Doch viele der jüngst entstandenen Initiativen offener und freier Enzyklopädien im Netz kranken noch an der Frage des Interfaces (der benutzten Software, der Eingabeoberflächen) - vor allem aber mangelt es noch an Modellen kollaborativer Editionsarbeit:
"Wer legt welche Links? Nach welchen Maßstäben wird entschieden, welche Verknüpfungen wichtig sind, welche Einheiten miteinander verbunden werden? Wie kann festgelegt werden, was zu verstehen ist? Welche Wünsche impliziert die Anmaßung, über den gesamten Kontext verfügen zu können? Wer kontrolliert die Adressverwaltung der Hypertexte? Wie läßt sich lesen, was der Computer lesen kann?"[6]

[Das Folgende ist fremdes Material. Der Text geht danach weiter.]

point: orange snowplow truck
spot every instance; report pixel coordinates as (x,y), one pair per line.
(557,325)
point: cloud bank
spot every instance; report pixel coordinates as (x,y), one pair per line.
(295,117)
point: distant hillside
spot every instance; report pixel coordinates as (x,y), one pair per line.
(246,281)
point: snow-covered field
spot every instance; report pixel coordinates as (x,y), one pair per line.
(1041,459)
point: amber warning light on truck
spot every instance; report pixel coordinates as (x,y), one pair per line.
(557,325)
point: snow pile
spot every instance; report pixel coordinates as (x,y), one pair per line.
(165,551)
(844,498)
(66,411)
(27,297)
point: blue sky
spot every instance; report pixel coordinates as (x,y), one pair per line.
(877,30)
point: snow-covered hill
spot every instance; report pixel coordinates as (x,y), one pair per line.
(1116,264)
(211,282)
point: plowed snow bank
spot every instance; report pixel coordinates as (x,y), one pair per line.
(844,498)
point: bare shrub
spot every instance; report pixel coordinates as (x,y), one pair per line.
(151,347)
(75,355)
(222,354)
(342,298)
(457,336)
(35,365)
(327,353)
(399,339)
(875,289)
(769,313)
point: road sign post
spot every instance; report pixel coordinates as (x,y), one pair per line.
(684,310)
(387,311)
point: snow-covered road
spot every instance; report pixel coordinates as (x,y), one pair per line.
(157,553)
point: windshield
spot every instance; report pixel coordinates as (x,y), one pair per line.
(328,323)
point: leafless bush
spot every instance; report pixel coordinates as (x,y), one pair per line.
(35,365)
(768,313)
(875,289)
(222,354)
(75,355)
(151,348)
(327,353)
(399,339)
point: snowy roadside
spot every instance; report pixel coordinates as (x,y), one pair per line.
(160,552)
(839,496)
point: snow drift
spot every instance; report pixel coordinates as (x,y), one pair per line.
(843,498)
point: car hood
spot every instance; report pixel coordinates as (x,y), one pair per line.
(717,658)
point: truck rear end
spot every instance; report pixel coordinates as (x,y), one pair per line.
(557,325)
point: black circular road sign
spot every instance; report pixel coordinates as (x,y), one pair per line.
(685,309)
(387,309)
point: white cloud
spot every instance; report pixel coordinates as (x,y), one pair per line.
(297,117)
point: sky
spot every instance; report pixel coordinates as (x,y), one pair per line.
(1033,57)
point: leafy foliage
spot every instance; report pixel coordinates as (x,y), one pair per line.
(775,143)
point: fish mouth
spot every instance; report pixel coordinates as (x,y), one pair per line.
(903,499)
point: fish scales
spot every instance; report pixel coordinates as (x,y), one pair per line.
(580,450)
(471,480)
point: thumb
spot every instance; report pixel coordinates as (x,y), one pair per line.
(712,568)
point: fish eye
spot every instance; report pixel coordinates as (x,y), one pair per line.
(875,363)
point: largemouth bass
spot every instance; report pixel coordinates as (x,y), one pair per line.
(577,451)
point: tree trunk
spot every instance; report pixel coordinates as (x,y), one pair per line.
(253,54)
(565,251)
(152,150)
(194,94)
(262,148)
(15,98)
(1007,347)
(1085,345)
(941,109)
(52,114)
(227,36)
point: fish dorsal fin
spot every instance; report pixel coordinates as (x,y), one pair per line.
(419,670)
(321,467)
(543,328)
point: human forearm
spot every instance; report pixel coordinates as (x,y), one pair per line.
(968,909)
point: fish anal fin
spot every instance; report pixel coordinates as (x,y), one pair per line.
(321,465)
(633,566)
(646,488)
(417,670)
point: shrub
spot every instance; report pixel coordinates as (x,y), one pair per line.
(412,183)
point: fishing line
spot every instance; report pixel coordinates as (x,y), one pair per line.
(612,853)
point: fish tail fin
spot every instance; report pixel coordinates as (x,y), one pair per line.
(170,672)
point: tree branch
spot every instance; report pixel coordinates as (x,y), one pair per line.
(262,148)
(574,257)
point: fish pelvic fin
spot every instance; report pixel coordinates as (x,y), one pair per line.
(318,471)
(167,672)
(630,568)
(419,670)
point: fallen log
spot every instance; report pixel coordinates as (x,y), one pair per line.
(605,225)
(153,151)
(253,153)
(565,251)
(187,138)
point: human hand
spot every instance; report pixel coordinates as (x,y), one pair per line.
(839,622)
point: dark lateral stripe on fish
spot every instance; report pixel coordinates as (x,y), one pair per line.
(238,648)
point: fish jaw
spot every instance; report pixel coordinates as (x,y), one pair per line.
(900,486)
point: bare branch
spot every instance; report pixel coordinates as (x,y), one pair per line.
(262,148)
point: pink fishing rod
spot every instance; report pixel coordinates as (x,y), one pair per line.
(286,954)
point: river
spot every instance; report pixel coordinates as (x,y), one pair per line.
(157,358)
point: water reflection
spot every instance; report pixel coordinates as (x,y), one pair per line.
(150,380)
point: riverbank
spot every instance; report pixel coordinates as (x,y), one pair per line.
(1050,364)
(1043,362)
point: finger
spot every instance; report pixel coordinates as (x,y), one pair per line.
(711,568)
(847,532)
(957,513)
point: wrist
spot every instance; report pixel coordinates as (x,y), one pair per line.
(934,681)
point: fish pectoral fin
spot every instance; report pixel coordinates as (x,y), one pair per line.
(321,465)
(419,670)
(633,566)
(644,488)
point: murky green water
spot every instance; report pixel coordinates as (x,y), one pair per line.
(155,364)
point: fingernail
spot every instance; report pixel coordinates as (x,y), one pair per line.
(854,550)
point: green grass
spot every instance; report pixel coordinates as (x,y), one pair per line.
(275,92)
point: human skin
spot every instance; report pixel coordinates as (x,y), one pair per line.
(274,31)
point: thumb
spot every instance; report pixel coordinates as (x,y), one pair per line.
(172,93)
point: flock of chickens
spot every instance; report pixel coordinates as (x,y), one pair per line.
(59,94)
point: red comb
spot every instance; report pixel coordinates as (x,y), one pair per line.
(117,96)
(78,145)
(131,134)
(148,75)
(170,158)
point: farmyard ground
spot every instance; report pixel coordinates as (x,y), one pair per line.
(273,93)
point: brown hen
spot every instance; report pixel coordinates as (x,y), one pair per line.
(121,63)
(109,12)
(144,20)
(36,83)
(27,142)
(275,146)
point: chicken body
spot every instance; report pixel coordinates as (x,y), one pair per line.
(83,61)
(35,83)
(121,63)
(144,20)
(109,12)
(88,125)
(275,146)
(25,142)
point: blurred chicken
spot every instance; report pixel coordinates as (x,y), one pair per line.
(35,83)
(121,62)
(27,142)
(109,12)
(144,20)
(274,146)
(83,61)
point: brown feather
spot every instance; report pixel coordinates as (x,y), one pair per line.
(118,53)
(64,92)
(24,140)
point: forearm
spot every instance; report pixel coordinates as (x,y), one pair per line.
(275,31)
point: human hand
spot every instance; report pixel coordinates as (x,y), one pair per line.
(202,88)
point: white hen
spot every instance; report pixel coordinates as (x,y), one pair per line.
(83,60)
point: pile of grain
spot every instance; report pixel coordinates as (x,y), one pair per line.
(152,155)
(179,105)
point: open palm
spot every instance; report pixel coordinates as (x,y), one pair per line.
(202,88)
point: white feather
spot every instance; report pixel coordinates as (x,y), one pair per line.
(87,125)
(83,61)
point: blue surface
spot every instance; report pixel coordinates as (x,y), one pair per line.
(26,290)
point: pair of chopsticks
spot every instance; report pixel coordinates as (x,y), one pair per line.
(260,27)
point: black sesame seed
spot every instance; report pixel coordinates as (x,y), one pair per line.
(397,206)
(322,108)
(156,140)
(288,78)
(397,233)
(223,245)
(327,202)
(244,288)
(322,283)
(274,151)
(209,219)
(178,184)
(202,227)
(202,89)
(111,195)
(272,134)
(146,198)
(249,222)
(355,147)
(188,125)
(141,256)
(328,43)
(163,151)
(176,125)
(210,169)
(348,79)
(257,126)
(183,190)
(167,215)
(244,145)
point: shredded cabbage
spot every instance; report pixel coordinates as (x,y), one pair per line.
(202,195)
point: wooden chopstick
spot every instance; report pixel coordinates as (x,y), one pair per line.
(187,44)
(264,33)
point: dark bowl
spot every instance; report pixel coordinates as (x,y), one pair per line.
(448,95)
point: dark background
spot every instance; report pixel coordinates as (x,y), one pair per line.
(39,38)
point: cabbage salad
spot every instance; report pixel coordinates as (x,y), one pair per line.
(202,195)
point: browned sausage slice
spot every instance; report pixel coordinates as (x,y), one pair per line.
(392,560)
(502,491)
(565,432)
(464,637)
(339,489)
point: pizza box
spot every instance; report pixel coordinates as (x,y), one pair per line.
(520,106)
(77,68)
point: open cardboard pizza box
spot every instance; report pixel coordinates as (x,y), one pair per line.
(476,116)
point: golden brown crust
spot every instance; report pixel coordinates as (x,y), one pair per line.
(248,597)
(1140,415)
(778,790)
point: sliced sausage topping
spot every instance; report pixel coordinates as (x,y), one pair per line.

edit: das Leben zwischen den Texten

Um diese aktiven Prozesse der Generierung von Texten, Querverbindungen, Text- und Wissensstrukturen auf die Spur zu kommen, macht es Sinn, sich einmal in einem ganz anderen Bereich der Arbeit im Netz umzuschauen, den kolloborativen Schreibprojekten. Jegliches Schreiben im Netz setzt einen der produktivsten Begriffe der Literaturwissenschaft in ein ganz neues Praxisfeld ein, den der Intertextualität:
,, Seit den siebziger Jahren ist der Begriff der ´Intertextualität´ zu einem zentralen Konzept der Literaturwissenschaft und vor allem der Erzählforschung (Narratologie) geworden. Grundsätzlich kann man zwei unterschiedliche Ansätze unterscheiden. Im ersten - eher theoretisch orientierten - wird ´Intertextualität´ sehr weit gefaßt. Hier steht die Offenheit und der prozessuale Charakter der Literatur im allgemeinen im Mittelpunkt. Im zweiten Ansatz geht es eher darum, die Beziehungen zwischen konkreten Texten zu klären und zu systematisieren. [...] [Es geht um] 'künstlerisch organisierte Redevielfalt, zuweilen Sprachvielfalt und individuelle Stimmenvielfalt' (Bachtin, S. 157) [... dabei wird ] jeder Text ein "Mosaik von Zitaten". Im "Raum eines Textes überlagern sich mehrere Aussagen, die aus anderen Texten stammen und interferieren" (Kristeva, S.245).[7]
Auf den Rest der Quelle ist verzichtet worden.